During your 60 credit hours of training you’ll encounter some of the below courses. These courses will range from communications to advanced audio and visual.
Advanced Audio – Learn about audio components and how they affect the sound and signal at a radio station. These types of courses are designed for those who wish to be working behind the scenes at a radio station.
Broadcasting – Intro to broadcasting courses are common and part of your 60 credit hour Associate’s degree in radio production. Some graduates decide to go into broadcast communication.
Communications and PR – Most schools will offer as part of your radio production degree courses in public relations and communications. We recommend taking these types of courses as often in radio production you might have to write press releases or give on-air statements. These are great skills that everyone in production should have regardless of your career path.
Interviewing Techniques – Learn how to give good interviews. Learn about proper sourcing and questioning including how to research your subject before the interview.
Station Management – Most radio stations have very few staff members however one position that every station has is that of the station manager. The station manager handles not only the on-air personalities but works with the advertising and promotions team at the station who deals with all of the advertisers.
Vocal Courses – Not every voice is perfect for the radio and often you can improve your on-air voice if you want to be the voice of the station. Also many graduates get their first jobs in being the voiceover for ads that run on the station. These ads have to be changed often and stations are always looking for a good voice. Learn during your course how to pronounciate certain words in order to have a bigger impact.
Writing & Grammar – Like with your English courses you’ll take in college, a writing or grammar course will help you in almost any position you take in the radio business.
Station Advertising – Learn how to get advertisers for your radio station. Most courses will cover the different types of advertising as well as budgeting and handling creative. You’ll learn to work with outside designers to get the ads done correctly for your advertisers.
DJ – Your Associate’s degree in radio production can get you well on your way to becoming a DJ at a radio station. DJ’s these days don’t just play music but act as on-air radio personalities.
Radio Technician – Be the one responsible for making sure the equipment is functioning properly at the radio station.
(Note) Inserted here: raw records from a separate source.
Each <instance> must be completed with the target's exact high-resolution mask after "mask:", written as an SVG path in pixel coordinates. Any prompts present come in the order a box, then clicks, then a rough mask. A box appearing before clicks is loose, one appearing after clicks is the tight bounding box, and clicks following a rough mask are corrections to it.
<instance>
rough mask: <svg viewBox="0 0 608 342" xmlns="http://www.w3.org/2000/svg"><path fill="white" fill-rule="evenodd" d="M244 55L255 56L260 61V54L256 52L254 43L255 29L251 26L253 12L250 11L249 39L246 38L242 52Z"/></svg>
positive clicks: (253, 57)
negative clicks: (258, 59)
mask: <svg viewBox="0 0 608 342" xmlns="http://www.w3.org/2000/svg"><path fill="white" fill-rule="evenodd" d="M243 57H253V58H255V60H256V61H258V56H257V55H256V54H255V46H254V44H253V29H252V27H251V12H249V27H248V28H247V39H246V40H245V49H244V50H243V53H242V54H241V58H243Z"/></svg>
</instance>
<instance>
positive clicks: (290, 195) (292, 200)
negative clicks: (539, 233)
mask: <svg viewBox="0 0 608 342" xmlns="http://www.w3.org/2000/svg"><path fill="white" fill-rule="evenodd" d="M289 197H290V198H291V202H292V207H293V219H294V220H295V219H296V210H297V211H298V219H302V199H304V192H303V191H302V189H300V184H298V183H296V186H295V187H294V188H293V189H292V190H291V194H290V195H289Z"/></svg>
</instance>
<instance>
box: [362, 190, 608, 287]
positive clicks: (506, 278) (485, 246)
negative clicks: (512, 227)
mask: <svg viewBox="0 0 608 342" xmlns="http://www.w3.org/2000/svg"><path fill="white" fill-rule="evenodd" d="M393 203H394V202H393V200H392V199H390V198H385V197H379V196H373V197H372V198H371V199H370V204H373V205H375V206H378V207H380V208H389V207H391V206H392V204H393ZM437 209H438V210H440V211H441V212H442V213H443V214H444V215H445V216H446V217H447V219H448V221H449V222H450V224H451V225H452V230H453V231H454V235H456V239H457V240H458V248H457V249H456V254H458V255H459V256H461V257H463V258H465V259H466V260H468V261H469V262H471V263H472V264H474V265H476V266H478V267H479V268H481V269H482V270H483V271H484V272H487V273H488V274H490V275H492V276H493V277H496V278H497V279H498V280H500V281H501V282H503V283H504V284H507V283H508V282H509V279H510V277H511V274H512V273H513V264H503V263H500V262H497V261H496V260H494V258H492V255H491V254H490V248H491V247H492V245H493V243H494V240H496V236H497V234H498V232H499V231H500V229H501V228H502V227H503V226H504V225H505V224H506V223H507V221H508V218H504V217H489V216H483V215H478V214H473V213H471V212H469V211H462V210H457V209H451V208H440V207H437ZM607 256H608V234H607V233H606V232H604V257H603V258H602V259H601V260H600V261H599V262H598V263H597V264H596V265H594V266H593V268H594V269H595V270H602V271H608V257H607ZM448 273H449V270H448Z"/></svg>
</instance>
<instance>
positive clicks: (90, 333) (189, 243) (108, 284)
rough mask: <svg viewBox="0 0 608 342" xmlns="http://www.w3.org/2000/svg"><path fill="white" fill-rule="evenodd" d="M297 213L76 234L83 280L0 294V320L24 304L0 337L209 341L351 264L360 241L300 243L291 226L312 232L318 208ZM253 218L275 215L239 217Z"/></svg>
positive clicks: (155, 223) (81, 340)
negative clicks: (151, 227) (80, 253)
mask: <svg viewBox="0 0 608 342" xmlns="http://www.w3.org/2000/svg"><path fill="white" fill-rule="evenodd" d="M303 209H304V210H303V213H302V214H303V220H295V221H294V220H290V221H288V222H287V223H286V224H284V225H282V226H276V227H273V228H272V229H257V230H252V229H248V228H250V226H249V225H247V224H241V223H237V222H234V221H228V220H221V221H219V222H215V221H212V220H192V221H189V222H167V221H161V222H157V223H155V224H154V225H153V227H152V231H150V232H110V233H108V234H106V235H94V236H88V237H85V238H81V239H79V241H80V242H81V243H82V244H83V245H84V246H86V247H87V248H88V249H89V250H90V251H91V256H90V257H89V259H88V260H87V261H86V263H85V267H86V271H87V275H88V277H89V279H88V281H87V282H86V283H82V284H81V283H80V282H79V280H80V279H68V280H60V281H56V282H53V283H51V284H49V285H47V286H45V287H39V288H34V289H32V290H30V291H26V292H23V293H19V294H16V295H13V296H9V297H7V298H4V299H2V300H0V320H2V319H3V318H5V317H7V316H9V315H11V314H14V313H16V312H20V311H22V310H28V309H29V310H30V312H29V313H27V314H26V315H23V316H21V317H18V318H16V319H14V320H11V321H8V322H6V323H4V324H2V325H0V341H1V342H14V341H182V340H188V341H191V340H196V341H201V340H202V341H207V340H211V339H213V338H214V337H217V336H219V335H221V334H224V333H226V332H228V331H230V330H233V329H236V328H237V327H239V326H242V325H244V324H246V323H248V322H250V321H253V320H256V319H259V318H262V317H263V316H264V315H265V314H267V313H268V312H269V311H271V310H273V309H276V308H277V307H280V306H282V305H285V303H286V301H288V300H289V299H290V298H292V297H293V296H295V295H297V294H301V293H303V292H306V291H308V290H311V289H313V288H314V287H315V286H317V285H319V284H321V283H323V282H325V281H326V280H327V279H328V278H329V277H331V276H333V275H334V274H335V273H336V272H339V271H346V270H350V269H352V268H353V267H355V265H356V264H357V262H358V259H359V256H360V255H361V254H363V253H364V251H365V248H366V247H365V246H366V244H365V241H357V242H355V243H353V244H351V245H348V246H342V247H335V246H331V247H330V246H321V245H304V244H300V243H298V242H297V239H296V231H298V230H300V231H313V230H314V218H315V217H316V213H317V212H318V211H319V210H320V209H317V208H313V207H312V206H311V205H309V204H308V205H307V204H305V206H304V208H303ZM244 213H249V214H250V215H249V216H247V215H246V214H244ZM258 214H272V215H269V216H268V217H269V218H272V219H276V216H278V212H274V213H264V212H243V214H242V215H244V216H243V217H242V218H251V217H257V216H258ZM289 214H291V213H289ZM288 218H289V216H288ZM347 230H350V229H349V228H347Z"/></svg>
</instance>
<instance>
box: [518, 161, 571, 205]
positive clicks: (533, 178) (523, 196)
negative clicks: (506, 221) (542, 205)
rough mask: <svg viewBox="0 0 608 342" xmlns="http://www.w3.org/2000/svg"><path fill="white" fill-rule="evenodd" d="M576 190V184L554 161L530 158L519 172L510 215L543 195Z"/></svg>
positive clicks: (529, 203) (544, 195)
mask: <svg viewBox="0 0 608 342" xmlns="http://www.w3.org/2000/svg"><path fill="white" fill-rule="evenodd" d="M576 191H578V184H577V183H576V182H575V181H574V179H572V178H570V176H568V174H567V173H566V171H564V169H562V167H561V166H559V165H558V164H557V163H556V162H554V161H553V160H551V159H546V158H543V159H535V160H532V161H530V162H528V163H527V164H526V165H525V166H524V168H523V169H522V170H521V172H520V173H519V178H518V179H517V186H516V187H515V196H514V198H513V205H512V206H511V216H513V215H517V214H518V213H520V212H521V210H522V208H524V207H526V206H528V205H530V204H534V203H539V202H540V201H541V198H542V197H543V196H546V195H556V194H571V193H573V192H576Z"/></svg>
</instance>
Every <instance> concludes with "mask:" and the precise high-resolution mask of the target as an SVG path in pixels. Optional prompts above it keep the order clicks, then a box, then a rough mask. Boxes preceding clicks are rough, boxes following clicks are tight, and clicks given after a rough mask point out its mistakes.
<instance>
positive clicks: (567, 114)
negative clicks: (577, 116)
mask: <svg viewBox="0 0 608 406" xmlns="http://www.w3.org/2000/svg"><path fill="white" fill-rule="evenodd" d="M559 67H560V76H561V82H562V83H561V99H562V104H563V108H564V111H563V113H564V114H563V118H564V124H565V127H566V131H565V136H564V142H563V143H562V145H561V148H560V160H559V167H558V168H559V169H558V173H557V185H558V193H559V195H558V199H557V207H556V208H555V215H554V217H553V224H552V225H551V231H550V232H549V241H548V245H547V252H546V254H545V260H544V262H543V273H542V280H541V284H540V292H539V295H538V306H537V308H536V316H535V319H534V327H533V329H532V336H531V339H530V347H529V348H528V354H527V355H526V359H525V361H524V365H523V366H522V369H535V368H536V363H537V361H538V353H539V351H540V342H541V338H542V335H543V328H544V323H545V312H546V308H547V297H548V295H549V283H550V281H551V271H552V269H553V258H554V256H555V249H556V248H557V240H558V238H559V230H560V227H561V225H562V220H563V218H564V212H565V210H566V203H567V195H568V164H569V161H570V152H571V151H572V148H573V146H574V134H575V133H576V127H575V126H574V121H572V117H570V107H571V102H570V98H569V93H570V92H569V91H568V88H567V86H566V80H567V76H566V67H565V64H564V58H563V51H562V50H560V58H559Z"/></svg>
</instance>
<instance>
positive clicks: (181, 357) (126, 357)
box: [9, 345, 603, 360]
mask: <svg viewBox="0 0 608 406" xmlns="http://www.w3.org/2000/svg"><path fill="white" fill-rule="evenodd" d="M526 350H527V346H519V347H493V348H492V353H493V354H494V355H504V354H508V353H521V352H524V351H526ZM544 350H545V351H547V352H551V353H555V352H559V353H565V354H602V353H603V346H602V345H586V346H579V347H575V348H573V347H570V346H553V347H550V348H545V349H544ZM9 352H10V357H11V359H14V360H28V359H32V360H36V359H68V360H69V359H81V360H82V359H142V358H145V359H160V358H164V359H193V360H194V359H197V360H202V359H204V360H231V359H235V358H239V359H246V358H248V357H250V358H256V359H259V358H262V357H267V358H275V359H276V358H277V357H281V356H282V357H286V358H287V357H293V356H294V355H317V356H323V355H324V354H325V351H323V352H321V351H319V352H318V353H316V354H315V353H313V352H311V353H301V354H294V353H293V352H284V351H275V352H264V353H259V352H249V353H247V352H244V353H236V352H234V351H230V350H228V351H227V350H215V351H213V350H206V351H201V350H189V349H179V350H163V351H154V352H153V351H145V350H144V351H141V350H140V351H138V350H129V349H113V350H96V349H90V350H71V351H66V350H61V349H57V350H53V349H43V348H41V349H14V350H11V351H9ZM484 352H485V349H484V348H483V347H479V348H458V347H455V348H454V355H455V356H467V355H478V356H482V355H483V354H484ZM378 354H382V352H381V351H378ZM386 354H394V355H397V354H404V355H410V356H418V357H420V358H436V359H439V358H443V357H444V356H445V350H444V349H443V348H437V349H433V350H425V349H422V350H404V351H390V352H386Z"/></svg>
As a radio technician you’ll be the one who sets-up and tests equipment as well as repair any equipment not working properly. This technical career is very rewarding and a must position that every station must hire for.
Newscaster – To become a newscaster you’ll need not only the education but the ability to sound good on radio or Television. Usually as a radio newscaster you’ll focus on a particular segment of the news including: sports, weather or local news. Usually radio personalities that anchor entire shows have been in the business for years and typically work with a partner on-air.
Radio Producer – As the producer of any radio show you’ll be responsible for coming up with daily schedules, hiring of staff and even managing the advertising sales team.
Advertising Manager or Director – No radio station could survive without their advertisers. Advertising for a station is big business and as an advertising director or manager you’ll be responsible for reaching goals and budgets.